C’est le talent qui fait qu’on est choisi·es par les maisons d’édition françaises, pas parce qu’on est belge. Et je ne pense pas que ce soit une stratégie de leur part pour occuper le marché belge. Dans mon cas, Gallimard ne m’a jamais communiqué le pourcentage de livres vendus en France et en Belgique…

AD : Qu’en est-il alors des éditeurices belges ?

GD : Du côté francophone, on a une écriture romanesque francophone très vive, qui perdure grâce à l’existence de maisons d’édition belges qui offrent un précieux rôle de marchepied pour lancer les jeunes auteurices. Mais la part de ces éditeurices belges diminue chaque année sur le marché. En Flandre, il n’en existe quasiment plus...

Souvent, ces petites structures sont familiales et ne durent que le temps de la vie de leur éditeur, qui s’use à la tâche. On peine d’ailleurs à citer des auteurices belges d’avant 1940, hormis Maeterlinck et Rodenbach. Ce n’est pas qu’il n’y en avait pas, mais bien parce que les maisons d’éditions ne perduraient pas au-delà de la vie de leur fondateur et que les fonds n’étaient pas repris.

Aujourd’hui, les éditeurices belges n’ont pas les reins suffisamment solides pour supporter les retours des librairies. C’est pour cette raison qu’ils ne peuvent pas investir le marché français. Il faudrait aussi un système de Tax Shelter pour les livres !

AD : Quand on voit la diversité des nouveautés belges de cette rentrée, peut-on parler de « littérature belge » ? Au fond, qu’est-ce que ça veut dire ?

GD : Dans les années 90 ou 2000, on cherchait à prouver que les écrivains belges pouvaient écrire comme les français tandis qu’aujourd’hui, on est davantage dans la revendication de la singularité de chacun·e. Entre mon écriture et celle de Véronique Bergen, Lisette Lombé ou Isabelle Wéry, par exemple, il y a de grandes différences : dans la langue mais aussi dans les combats que l’on mène, et même dans nos rapports au monde. Chez Lisette Lombé, on sent la puissance de la narration dans une langue fracturée, qui se réinvente. Chez Isabelle Wéry, il y a une aussi vraie recherche dans la langue, ses ruptures et ses rythmes, tandis que je travaille plutôt à la rendre invisible.
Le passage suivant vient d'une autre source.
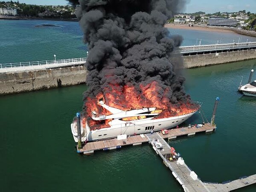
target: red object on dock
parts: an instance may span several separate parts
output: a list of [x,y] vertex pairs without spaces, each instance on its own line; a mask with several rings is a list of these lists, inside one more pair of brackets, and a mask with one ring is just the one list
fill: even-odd
[[162,134],[163,135],[167,135],[168,134],[168,130],[167,129],[163,129],[162,130]]

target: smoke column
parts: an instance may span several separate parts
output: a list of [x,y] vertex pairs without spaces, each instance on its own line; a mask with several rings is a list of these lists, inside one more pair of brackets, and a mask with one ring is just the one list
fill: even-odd
[[[185,0],[69,1],[78,5],[76,14],[89,48],[84,112],[87,102],[99,94],[124,105],[135,98],[142,102],[145,97],[153,106],[191,103],[183,86],[185,79],[177,76],[170,61],[182,38],[170,38],[164,27]],[[132,96],[126,93],[131,89]]]

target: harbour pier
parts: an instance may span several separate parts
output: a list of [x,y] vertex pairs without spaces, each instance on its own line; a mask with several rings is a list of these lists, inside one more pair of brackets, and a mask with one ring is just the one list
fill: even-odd
[[[212,133],[217,127],[206,123],[201,127],[192,128],[190,126],[168,130],[168,133],[163,134],[161,131],[148,134],[142,134],[128,137],[118,140],[117,138],[100,140],[86,143],[81,149],[77,148],[77,152],[84,154],[91,154],[96,151],[108,151],[120,149],[126,145],[136,145],[148,142],[156,153],[163,160],[164,164],[181,185],[186,192],[227,192],[256,183],[256,174],[250,176],[241,177],[233,181],[222,183],[204,182],[201,180],[195,172],[186,164],[184,160],[173,158],[170,160],[172,155],[171,146],[165,139],[176,139],[180,136],[189,136],[198,133]],[[157,149],[153,143],[154,140],[158,139],[163,145],[163,148]]]
[[[163,135],[160,134],[164,139],[173,139],[180,136],[194,135],[198,133],[208,133],[214,132],[217,127],[215,125],[210,126],[209,123],[206,123],[201,127],[192,128],[189,126],[176,128],[168,130],[168,134]],[[159,131],[161,133],[161,131]],[[85,154],[90,154],[95,151],[108,150],[121,148],[122,146],[128,145],[141,145],[143,143],[148,142],[148,139],[146,134],[134,135],[128,137],[126,139],[119,140],[117,138],[107,140],[102,140],[88,142],[83,146],[82,148],[77,148],[77,152]]]
[[[186,192],[230,192],[256,183],[256,174],[249,177],[242,177],[233,181],[227,181],[218,183],[202,181],[195,172],[186,164],[184,160],[179,157],[171,160],[171,146],[159,133],[146,135],[150,143],[157,154],[163,159],[164,164],[180,184]],[[155,139],[158,139],[163,145],[163,148],[157,148],[153,143]]]

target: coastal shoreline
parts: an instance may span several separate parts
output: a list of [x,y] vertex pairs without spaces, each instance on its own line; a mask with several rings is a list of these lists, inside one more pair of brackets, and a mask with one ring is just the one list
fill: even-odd
[[188,30],[196,30],[198,31],[211,31],[214,32],[223,32],[227,33],[236,33],[233,31],[231,31],[228,29],[224,29],[215,27],[208,27],[205,26],[194,25],[194,26],[189,26],[187,24],[166,24],[165,27],[167,28],[172,28],[175,29],[188,29]]
[[188,24],[166,24],[165,27],[168,28],[178,29],[183,29],[195,30],[199,31],[211,31],[215,32],[221,32],[231,33],[238,33],[244,35],[256,37],[256,32],[247,31],[245,30],[239,29],[230,27],[218,27],[217,26],[208,26],[194,24],[194,26],[189,26]]
[[58,20],[63,21],[78,22],[77,19],[62,19],[61,18],[43,18],[37,17],[27,17],[20,16],[0,16],[0,20]]

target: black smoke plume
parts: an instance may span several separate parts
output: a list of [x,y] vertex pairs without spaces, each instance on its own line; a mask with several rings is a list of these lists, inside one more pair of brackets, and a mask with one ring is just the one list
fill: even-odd
[[170,61],[182,38],[170,36],[164,27],[185,0],[69,1],[77,6],[76,16],[89,48],[84,102],[100,93],[108,93],[113,86],[121,94],[125,85],[140,90],[140,85],[153,81],[161,88],[156,93],[160,99],[164,95],[173,104],[190,102],[183,86],[185,79],[176,76]]

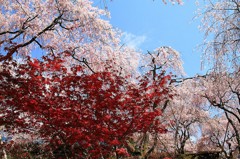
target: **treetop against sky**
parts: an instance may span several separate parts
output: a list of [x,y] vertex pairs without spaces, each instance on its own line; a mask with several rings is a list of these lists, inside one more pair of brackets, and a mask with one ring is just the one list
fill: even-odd
[[166,5],[160,0],[94,2],[100,7],[107,5],[110,23],[123,32],[123,44],[143,53],[171,46],[180,52],[187,75],[205,72],[200,68],[201,52],[197,49],[203,33],[198,29],[201,19],[194,20],[200,7],[195,1],[187,0],[183,5]]

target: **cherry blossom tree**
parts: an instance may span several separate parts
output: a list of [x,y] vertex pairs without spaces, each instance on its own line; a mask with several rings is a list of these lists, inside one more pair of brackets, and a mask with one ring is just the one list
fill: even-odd
[[237,147],[235,131],[224,114],[210,118],[202,125],[198,151],[219,151],[223,158],[233,158]]
[[216,70],[239,70],[240,3],[238,0],[207,0],[201,13],[205,32],[204,59]]
[[220,109],[231,127],[231,133],[237,143],[240,152],[240,83],[239,71],[234,73],[222,72],[213,73],[203,79],[205,91],[203,96],[208,100],[211,106]]
[[106,61],[128,74],[138,66],[138,53],[121,47],[119,32],[103,20],[109,13],[89,0],[10,0],[0,7],[0,61],[67,52],[69,64],[80,62],[92,72]]
[[202,109],[206,100],[200,96],[198,79],[187,79],[175,87],[175,96],[170,100],[162,122],[168,122],[168,132],[160,134],[159,149],[172,152],[172,157],[195,151],[195,141],[198,138],[202,123],[209,117],[208,111]]

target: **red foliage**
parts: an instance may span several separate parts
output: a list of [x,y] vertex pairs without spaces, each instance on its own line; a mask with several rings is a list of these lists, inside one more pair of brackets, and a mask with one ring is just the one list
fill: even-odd
[[39,136],[55,157],[127,155],[122,147],[133,133],[164,130],[155,120],[155,105],[169,97],[164,74],[133,84],[111,72],[67,68],[55,57],[1,67],[0,125]]

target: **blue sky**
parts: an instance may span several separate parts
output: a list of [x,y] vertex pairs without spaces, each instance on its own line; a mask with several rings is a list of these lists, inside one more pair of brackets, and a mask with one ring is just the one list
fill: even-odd
[[[103,1],[95,0],[103,6]],[[107,2],[110,23],[123,33],[123,42],[143,53],[160,46],[171,46],[181,53],[188,76],[202,74],[201,52],[196,47],[203,42],[200,19],[193,20],[197,6],[194,0],[183,5],[165,5],[162,0],[113,0]]]

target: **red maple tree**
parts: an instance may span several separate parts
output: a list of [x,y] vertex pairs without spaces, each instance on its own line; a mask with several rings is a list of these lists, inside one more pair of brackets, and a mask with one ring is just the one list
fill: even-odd
[[15,135],[37,136],[56,158],[128,155],[124,147],[134,133],[165,131],[155,106],[170,96],[170,76],[161,73],[156,79],[147,74],[131,82],[116,72],[89,74],[53,56],[5,61],[0,125]]

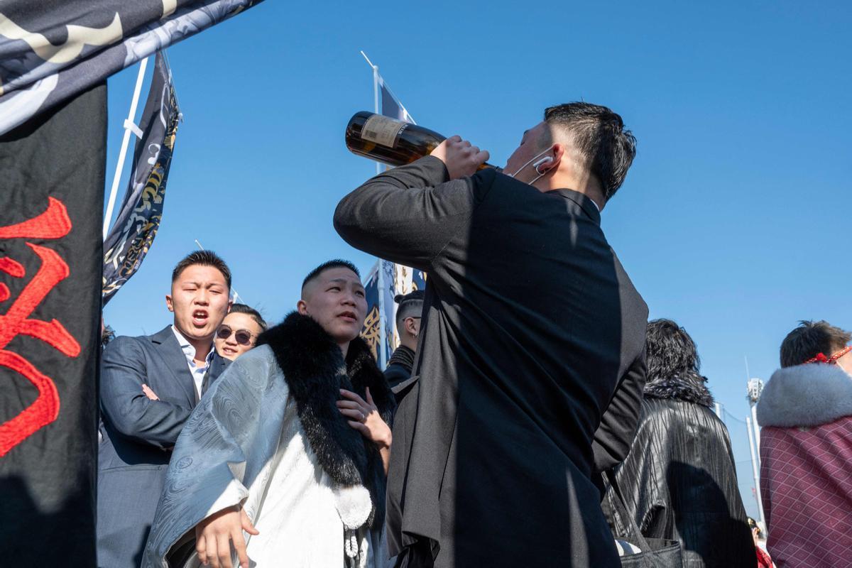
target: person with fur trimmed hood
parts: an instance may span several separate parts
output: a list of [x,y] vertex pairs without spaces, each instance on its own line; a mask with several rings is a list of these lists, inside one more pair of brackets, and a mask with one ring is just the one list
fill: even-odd
[[766,546],[779,568],[852,565],[850,340],[800,322],[757,403]]
[[359,337],[358,270],[312,271],[187,422],[142,566],[384,565],[394,395]]
[[[681,543],[683,565],[754,568],[748,517],[737,487],[724,423],[699,370],[695,342],[671,319],[648,322],[648,376],[639,427],[615,479],[629,514],[646,538]],[[628,535],[604,508],[616,535]]]

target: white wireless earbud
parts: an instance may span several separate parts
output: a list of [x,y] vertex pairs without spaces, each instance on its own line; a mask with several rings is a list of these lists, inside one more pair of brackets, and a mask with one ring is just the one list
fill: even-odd
[[545,156],[540,160],[538,160],[537,162],[533,163],[532,168],[535,169],[535,173],[538,174],[538,175],[544,175],[544,172],[539,171],[538,168],[544,165],[545,164],[552,164],[552,163],[553,163],[553,158],[550,158],[550,156]]

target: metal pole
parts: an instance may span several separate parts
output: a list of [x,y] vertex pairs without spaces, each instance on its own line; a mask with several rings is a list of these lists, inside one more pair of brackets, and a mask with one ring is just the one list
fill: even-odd
[[754,428],[754,445],[757,448],[757,467],[760,467],[760,425],[757,424],[757,404],[751,404],[751,423]]
[[118,152],[118,164],[115,167],[115,176],[112,178],[112,188],[109,193],[109,202],[106,204],[106,214],[104,215],[103,238],[106,240],[106,234],[109,232],[110,221],[112,221],[112,209],[115,207],[115,197],[118,192],[118,181],[121,181],[121,173],[124,169],[124,156],[127,154],[127,146],[130,141],[130,129],[129,123],[133,123],[136,118],[136,104],[139,102],[139,94],[142,90],[142,81],[145,78],[145,69],[148,66],[149,57],[146,57],[139,62],[139,74],[136,76],[136,86],[133,89],[133,100],[130,101],[130,112],[127,113],[127,120],[124,121],[124,137],[121,141],[121,150]]
[[[378,66],[373,66],[373,112],[378,114]],[[382,173],[382,164],[376,163],[376,175]]]
[[751,432],[751,417],[746,416],[746,427],[748,429],[748,447],[751,450],[751,471],[754,473],[754,495],[757,501],[757,512],[760,514],[760,522],[766,526],[766,519],[763,517],[763,501],[760,496],[760,473],[757,471],[757,461],[754,453],[754,435]]

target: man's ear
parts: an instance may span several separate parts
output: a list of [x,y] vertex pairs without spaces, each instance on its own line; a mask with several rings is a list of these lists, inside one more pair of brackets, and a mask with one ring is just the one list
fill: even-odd
[[546,174],[551,169],[556,171],[559,168],[559,164],[562,161],[562,156],[565,154],[565,146],[557,142],[553,145],[551,149],[553,150],[553,161],[541,164],[538,169],[542,174]]
[[296,311],[298,312],[301,315],[303,316],[308,315],[308,304],[305,303],[304,300],[299,300],[297,302],[296,302]]

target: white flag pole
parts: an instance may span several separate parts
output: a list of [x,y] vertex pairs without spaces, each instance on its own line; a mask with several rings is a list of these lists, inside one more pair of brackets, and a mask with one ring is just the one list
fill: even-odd
[[[757,426],[757,425],[756,425]],[[754,438],[751,430],[751,416],[746,416],[746,429],[748,430],[748,447],[751,450],[751,472],[754,475],[754,495],[757,502],[757,513],[760,515],[760,522],[763,526],[766,526],[766,518],[763,516],[763,500],[760,496],[760,473],[757,471],[757,458],[754,451]]]
[[[106,214],[104,215],[104,240],[106,240],[106,233],[109,232],[110,221],[112,221],[112,209],[115,207],[115,197],[118,192],[118,181],[121,181],[121,173],[124,169],[124,156],[127,154],[127,146],[130,141],[130,133],[138,133],[139,128],[134,123],[136,118],[136,105],[139,103],[139,94],[142,90],[142,81],[145,79],[145,70],[148,66],[148,59],[146,57],[139,62],[139,74],[136,76],[136,86],[133,89],[133,100],[130,101],[130,112],[127,114],[127,120],[124,121],[124,138],[121,141],[121,151],[118,152],[118,164],[115,167],[115,176],[112,178],[112,188],[109,193],[109,202],[106,205]],[[139,135],[138,134],[136,135]]]
[[[364,51],[361,51],[361,55],[364,55],[364,59],[367,60],[367,63],[370,64],[370,66],[373,70],[373,112],[378,114],[378,66],[373,65]],[[381,173],[382,165],[377,162],[376,175],[378,175]],[[378,274],[376,275],[376,287],[378,289],[378,365],[379,369],[384,370],[388,363],[388,357],[384,353],[385,341],[388,336],[388,318],[384,306],[384,261],[382,259],[378,259]]]

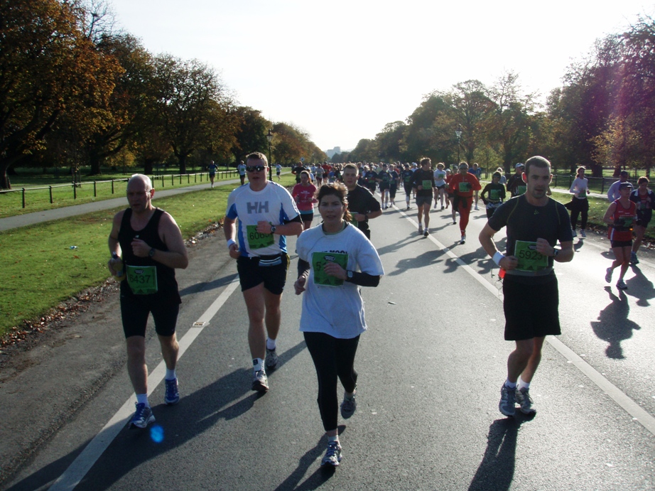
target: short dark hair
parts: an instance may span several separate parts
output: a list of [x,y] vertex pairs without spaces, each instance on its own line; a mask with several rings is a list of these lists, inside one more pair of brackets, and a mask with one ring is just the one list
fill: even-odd
[[525,173],[526,175],[530,174],[530,167],[534,166],[535,167],[541,167],[541,168],[546,168],[548,170],[548,173],[551,173],[551,161],[547,158],[544,158],[538,155],[536,155],[534,157],[530,157],[528,160],[526,161],[526,170]]
[[318,200],[318,205],[320,206],[320,200],[325,196],[334,195],[339,198],[341,204],[346,207],[346,211],[343,214],[343,219],[346,222],[350,222],[352,217],[348,210],[348,188],[341,183],[330,183],[323,184],[316,193],[316,199]]
[[266,164],[266,167],[269,166],[269,159],[266,158],[265,156],[261,152],[252,152],[246,156],[246,162],[249,160],[260,160],[264,161],[264,163]]

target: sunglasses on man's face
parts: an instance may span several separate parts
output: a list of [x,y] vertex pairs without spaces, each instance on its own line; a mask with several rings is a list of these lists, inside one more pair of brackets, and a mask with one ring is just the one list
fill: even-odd
[[264,166],[247,166],[246,171],[248,172],[261,172],[266,168]]

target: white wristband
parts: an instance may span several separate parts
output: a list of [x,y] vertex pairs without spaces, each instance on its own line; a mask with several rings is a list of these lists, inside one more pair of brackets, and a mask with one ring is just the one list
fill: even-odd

On ne peut pas caractériser une littérature belge, mais il faut reconnaître que ça fonctionne un peu comme une marque, un label qui nous aide à ouvrir des portes. C’est le cinéma belge qui a permis cette image de fraîcheur et de liberté. Comme une arrivée par effraction. En France, c’est vendeur. On ne s’insère pas dans un mouvement, on n’est pas conditionné·es par le poids de l’Histoire, on ne va pas prétendre à la grandeur ni aux valeurs républicaines comme les Français... Et en même temps, nous avons nous aussi dominé d’autres territoires, nous n’avons à être fier·es de rien.